Писец только вздыхал. Совсем житья не стало от попа. Ворчит и ворчит.
— Долго ты там скрипеть будешь? Готово, что ли? Пиши?
«…Месяца октября 27 дня князь Михайло Александрович Тверской прииде из Литвы со своей и литовской ратями и княгинь Васильеву и Еремееву и бояр их всех поимал во граде Твери и пошел на Кашин. В селе Андреевском послы князя Василия Кашинского встретили князя Михайлу, и тамо господь бог утишил ярость его и милость возложил на сердце его. Мир и любовь сотвори он в том месте с дядею князем Василием Михайловичем Кашинским. И такоже князь Еремей Костянтиныч прииде и взял мир со князем Тверским. И бысть мир и любовь посреди их великия…»
Писец с хрустом сломал перо.
— Ты это что же затеял? — накинулся на него Митяй.
— Перо такого не пишет. Сам подумай, отец Митяй, статочное ли дело так писать. Ну помирились князья, что ж с того?

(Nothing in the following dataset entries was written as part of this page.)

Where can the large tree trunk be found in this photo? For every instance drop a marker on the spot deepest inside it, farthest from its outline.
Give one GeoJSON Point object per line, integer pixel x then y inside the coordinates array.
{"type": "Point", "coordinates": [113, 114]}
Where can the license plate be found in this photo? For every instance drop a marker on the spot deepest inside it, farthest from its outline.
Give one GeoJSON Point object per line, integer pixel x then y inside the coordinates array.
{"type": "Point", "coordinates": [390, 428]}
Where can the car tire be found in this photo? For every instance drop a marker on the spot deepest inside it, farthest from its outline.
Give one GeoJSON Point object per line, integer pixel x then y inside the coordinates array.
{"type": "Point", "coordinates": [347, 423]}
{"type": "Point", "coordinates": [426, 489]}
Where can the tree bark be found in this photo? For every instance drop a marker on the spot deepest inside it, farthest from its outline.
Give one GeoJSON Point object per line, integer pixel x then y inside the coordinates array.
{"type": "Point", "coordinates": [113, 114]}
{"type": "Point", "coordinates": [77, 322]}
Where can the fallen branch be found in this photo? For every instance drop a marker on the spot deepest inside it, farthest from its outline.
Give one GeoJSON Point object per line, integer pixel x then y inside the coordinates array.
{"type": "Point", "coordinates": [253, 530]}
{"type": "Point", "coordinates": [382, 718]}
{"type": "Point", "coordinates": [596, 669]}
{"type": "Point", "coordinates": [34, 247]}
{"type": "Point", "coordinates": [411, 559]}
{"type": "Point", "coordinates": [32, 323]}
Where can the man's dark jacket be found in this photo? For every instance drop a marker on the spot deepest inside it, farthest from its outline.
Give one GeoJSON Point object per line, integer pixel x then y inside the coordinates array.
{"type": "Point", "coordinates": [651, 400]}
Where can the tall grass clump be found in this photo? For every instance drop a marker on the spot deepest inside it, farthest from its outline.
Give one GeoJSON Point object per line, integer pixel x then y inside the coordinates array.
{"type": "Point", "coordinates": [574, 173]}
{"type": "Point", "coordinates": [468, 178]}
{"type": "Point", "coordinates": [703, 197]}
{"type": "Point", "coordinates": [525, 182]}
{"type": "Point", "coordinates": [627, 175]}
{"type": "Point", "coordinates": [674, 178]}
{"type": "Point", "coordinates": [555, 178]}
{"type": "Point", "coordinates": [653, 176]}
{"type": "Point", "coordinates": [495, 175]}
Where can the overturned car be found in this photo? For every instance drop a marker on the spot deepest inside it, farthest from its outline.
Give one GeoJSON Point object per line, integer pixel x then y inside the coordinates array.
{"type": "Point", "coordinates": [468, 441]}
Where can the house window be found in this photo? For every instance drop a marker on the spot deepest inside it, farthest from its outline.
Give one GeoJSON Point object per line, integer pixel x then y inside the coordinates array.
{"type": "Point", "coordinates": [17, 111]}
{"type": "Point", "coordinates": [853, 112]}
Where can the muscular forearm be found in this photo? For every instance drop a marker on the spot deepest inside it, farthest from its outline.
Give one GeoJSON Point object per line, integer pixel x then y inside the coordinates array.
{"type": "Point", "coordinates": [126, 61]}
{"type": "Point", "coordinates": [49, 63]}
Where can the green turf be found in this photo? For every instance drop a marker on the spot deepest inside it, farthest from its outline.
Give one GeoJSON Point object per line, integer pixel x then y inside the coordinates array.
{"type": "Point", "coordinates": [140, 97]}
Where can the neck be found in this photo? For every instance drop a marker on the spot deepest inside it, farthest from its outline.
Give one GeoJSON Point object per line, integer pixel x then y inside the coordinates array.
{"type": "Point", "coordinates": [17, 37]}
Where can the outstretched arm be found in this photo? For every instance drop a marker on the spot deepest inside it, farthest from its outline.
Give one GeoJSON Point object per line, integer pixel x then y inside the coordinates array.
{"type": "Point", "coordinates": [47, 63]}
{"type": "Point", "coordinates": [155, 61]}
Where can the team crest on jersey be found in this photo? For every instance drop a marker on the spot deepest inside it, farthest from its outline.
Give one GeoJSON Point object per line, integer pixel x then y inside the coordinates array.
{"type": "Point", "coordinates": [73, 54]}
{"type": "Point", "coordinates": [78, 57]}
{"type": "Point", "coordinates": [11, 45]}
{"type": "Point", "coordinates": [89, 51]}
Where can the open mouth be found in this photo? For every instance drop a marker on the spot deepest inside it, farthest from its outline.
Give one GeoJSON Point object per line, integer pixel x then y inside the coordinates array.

Ребятам ясно: у Твери нет сил на Москву идти, а в Москве, на Орду и Ольгерда оглядываясь, по Твери ударить опасаются, но чтоб любовь меж князьями была великая… — писец только руками развел.
— Пиши, что приказано!
— Ну нет, отец Митяй! Русские летописи я читывал. Нет такого обычая на Руси, чтобы в летопись ложь писать.
Митяй сверкнул на писца гневным взглядом, но тот глаз не опустил, только побледнел. Митяй устало махнул рукой:
— Уходи!
Писец поклонился и вышел. Митяй поднял изломанное перо, долго его затачивал, сопел от усердия, а сам думал про писца: «Дерзок стал. С того самого часа, как я лишнее сболтнул, так у него ни страха, ни смирения. Ладно, дай срок — счеты я с тобой сведу, додерзишься!»
Митяй сел поудобнее, подвинул к себе летопись, и, хотя где–то в глубине души шевелилась мыслишка, что писец по сути дела прав, поп все же обмакнул перо и упрямо вписал в летопись елейные слова о мире и любви княжеской.